Air pollution can and does have a serious impact on the State’s economy. Figures related to asthma costs and the valuation of air pollution exposure are significant and staggering. Analyses indicate that the benefits of California’s air quality program exceeds the costs by a ratio of about 3 to 1 (CARB 2003c).

In 1998, it was estimated that asthma costs in California totaled $1.3 billion with hospitalizations and medications representing the largest direct expenditure (Asthma and Allergy Foundation of America 1998). Adult asthma patients spent an average of $5,000 annually on medical expenses, lost wages, transportation, asthma-control products, and other asthma related expenses (Cisteinas et al. 2003).

Furthermore, an annual value of over $3.5 billion is associated with hospitalizations and the treatment of major and minor illnesses, and about 2.8 million lost workdays each year, are all related to air pollution exposure in California.

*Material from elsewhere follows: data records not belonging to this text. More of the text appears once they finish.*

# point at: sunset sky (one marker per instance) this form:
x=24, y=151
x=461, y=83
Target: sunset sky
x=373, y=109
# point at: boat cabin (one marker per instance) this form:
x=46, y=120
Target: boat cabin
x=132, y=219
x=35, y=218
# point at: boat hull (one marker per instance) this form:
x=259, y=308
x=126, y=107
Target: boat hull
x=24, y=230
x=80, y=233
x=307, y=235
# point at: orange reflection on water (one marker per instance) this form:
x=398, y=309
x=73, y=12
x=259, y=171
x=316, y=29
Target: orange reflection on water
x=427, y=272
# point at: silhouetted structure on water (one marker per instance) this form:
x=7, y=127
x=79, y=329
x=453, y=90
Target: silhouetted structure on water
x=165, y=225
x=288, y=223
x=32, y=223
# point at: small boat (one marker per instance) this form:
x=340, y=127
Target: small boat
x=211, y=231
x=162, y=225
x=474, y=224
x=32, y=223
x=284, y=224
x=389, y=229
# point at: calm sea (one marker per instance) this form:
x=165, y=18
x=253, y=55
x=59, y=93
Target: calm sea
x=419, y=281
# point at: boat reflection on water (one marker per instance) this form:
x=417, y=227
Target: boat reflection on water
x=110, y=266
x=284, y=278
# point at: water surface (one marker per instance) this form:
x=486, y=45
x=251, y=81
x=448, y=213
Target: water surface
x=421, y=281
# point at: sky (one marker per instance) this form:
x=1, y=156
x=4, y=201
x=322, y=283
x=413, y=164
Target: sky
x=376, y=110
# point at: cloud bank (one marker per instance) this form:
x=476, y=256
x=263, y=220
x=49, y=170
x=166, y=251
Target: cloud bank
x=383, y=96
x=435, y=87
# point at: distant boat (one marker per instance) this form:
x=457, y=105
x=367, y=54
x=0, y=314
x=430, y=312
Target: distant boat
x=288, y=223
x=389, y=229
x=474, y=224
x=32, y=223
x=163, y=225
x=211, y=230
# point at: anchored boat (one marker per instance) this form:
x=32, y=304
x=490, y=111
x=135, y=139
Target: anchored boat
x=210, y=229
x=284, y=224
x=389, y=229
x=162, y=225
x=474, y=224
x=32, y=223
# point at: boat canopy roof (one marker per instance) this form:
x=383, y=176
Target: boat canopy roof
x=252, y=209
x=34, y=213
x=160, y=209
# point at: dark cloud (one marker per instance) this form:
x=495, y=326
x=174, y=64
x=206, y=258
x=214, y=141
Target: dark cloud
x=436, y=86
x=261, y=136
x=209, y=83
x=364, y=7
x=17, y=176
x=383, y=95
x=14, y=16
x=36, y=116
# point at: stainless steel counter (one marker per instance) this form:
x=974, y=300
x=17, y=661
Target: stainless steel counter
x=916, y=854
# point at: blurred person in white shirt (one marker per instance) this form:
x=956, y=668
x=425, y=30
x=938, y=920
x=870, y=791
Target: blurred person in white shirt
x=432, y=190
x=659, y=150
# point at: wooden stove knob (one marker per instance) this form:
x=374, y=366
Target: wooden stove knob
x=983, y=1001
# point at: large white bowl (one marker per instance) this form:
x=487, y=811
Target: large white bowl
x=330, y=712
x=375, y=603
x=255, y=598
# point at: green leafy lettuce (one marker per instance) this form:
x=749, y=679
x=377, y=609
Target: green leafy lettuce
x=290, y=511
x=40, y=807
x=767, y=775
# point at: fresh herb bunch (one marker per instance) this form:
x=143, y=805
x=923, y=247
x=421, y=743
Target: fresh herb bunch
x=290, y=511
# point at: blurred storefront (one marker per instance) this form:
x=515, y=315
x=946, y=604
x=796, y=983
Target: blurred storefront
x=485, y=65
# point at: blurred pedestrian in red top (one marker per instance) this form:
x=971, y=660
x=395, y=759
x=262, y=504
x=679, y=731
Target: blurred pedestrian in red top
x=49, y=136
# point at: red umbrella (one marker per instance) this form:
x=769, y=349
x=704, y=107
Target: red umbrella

In addition, the value of premature deaths resulting from exposure to air pollution in excess of the State’s PM2.5 standard is $43 billion (CARB 2003a, CARB 2003b, CARB 2002a, U.S. EPA. 1999).

Sensitive Groups Advised to Restrict Activities

Sensitive groups, including the elderly, people with heart or lung disease, children and infants, can be at increased risk of experiencing harmful effects from exposure to air pollution. Sensitive individuals are advised to restrict certain activities when pollution levels are elevated. Recently, the number of unhealthy days in some areas of California (based on California standards that are more health-protective than federal standards. (CARB 2003b) has been approximately one out of every three days for ozone (CARB 2002b).